De vergunningplicht voor een bouwactiviteit is geregeld in artikel 5.1, tweede lid, onder a, Ow. De Invoeringswet verplaatst de vergunningplicht daarmee van het eerste lid naar het tweede lid van artikel 5.1. Door die verplaatsing worden bij amvb niet langer de vergunningsvrije, maar juist de vergunningplichtige bouwactiviteiten aangewezen. De verwachting is dat het Invoeringsbesluit uitsluitend bouwwerken met een zwaarder risicoprofiel zal aanwijzen.

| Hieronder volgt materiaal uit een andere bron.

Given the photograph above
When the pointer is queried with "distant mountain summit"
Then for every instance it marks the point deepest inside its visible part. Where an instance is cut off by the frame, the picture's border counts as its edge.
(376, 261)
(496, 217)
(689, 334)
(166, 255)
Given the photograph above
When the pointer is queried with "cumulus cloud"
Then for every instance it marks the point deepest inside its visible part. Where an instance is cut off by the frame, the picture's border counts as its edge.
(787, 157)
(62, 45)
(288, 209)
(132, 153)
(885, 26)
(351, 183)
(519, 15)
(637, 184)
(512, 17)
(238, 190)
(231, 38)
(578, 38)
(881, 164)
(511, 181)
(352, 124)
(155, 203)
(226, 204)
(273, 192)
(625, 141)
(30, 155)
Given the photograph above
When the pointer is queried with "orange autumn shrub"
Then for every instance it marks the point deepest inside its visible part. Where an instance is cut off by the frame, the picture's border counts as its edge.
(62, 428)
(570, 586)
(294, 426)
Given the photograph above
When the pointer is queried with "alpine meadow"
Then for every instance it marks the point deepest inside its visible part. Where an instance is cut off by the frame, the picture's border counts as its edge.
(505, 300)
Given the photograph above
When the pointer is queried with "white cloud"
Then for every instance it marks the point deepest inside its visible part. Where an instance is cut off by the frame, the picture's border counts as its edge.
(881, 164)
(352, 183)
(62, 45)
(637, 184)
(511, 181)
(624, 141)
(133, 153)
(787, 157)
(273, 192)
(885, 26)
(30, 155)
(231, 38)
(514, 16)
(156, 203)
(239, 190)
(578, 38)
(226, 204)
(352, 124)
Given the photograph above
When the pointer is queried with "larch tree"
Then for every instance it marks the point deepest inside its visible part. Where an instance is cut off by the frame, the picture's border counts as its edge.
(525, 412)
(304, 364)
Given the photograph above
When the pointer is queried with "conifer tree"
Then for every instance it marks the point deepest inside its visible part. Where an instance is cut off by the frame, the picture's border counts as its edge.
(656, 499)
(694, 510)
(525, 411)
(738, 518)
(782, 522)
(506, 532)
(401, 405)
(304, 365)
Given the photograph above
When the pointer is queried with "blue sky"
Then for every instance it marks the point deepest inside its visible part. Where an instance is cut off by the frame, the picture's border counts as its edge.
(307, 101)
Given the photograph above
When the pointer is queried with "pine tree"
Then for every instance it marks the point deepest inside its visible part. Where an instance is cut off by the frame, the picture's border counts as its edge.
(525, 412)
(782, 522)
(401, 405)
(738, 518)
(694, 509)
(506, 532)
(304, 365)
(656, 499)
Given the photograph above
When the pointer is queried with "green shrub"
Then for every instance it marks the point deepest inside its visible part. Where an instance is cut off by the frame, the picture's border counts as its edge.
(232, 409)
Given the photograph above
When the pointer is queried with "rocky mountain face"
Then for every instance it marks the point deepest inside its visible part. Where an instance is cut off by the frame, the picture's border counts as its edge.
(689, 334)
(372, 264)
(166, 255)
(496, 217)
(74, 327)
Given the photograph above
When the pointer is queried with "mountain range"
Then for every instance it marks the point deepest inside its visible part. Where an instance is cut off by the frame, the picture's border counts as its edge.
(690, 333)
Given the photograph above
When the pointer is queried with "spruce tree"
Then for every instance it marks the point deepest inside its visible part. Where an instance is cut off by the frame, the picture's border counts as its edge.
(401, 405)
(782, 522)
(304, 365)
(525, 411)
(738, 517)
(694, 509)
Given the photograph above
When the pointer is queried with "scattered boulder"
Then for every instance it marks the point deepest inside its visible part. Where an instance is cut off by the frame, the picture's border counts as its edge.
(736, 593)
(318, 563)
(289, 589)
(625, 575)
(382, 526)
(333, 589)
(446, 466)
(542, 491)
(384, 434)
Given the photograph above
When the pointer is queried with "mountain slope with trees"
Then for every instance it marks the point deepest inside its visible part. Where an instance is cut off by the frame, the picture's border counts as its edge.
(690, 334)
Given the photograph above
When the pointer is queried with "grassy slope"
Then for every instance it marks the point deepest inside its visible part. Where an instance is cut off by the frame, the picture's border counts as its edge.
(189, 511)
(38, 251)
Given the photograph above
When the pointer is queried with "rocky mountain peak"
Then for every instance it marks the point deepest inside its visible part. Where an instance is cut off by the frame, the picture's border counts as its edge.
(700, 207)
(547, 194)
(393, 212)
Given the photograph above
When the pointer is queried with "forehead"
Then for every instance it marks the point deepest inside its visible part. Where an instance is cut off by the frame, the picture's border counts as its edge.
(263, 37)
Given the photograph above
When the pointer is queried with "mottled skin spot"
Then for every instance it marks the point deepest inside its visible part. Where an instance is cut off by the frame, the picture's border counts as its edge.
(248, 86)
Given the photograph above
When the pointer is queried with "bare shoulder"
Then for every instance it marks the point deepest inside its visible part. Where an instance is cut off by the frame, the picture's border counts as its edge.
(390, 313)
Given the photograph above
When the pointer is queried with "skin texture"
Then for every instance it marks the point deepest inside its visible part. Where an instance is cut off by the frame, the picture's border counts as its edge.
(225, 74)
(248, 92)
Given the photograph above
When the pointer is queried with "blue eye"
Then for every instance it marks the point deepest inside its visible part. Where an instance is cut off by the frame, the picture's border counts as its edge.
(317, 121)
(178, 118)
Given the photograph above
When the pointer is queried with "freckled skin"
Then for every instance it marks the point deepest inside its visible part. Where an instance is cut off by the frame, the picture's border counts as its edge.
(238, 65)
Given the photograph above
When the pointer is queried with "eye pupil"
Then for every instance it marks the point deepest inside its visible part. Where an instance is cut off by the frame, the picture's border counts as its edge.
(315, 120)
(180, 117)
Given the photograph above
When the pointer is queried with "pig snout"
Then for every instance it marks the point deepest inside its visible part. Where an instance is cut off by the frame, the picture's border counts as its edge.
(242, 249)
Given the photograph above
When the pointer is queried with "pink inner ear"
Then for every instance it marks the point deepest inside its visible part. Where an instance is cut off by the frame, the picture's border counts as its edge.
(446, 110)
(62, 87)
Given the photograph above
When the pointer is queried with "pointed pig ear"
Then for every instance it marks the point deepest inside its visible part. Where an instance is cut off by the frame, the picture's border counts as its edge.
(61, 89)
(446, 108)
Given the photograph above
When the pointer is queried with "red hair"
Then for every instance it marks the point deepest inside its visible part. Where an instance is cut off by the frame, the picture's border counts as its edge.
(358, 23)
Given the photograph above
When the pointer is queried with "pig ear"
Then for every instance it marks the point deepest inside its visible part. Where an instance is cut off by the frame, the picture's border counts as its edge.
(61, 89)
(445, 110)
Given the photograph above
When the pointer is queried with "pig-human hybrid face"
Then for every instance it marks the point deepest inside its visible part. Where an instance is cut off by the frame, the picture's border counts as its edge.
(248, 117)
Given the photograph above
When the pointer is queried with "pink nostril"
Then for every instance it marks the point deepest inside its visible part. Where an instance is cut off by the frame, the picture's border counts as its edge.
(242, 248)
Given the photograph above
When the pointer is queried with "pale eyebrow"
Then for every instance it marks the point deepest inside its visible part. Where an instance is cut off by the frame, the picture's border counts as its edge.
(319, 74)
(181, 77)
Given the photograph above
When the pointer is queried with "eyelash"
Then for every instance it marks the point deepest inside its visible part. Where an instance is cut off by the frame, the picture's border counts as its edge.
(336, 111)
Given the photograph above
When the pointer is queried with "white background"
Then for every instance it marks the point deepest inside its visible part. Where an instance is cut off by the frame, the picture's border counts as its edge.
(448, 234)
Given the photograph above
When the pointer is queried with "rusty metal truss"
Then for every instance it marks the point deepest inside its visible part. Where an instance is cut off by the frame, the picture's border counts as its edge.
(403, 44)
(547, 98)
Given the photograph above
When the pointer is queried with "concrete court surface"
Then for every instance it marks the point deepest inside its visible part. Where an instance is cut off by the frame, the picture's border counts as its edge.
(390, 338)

De vernieuwde opzet van de vergunningplicht voor bouwactiviteiten sluit daarnaast goed aan bij de Wet kwaliteitsborging voor het bouwen. Door die wet is het niet langer de gemeente die toetst of een bouwplan voldoet aan het Bouwbesluit 2012, maar een onafhankelijke kwaliteitsborger. Het stelsel voor kwaliteitsborging wordt gefaseerd ingevoerd. Eerst gevolgklasse 1, later gevolgklasse 2 en 3. Gebouwen met laatstgenoemde gevolgklassen hebben een zwaarder risicoprofiel waarvoor voorlopig nog een omgevingsvergunning nodig zal zijn. Met de inwerkingtreding van de Omgevingswet geldt voor gevolgklasse 1 nog slechts een meldingsplicht. Bij gevolgklasse 2 en 3 blijft de vergunningplicht bestaan en voert de gemeente nog wel een preventieve bouwtechnische toets uit aan de regels uit het Bbl zolang deze gevolgklassen niet onder het stelsel van kwaliteitsborging worden gebracht.
Wat is de winst?
De nieuwe systematiek voor bouwactiviteiten is winst voor gemeenten. De (technische) vergunningplicht voor bouwactiviteiten wordt, naar verwachting, met het Invoeringsbesluit flink ingeperkt. Gemeenten hebben door de stelselwijziging daarnaast de ruimte om in het omgevingsplan te regelen welke bouwactiviteiten vergunningplichtig en welke bouwactiviteiten vergunningvrij kunnen worden gerealiseerd.
Het nieuwe stelsel is ook winst voor initiatiefnemers. Naar verwachting zal in veel gevallen nog slechts één (of géén) van de vergunningen voor het realiseren van bouwwerken nodig zijn. Dat scheelt in het aanleveren van gegevens en dus in administratieve lasten. Daarnaast biedt het nieuwe stelsel initiatiefnemers meer flexibiliteit. Als toch voor beide activiteiten een vergunning nodig is, dan kunnen die uiteraard (zoals ook nu het geval is onder de wabo) in één keer worden aangevraagd. De aanvraag kan ook worden opgesplitst. Het leerstuk van de onlosmakelijke samenhang is in de Ow namelijk losgelaten. Dat geeft een initiatiefnemer de ruimte om bijvoorbeeld eerst zekerheid te krijgen over een omgevingsplanactiviteit: voldoet het bouwplan aan de regels uit het omgevingsplan? Daarna kan de omgevingsvergunning voor de bouwactiviteit worden voorbereid (door het maken van (veelal dure) technische bouwtekeningen).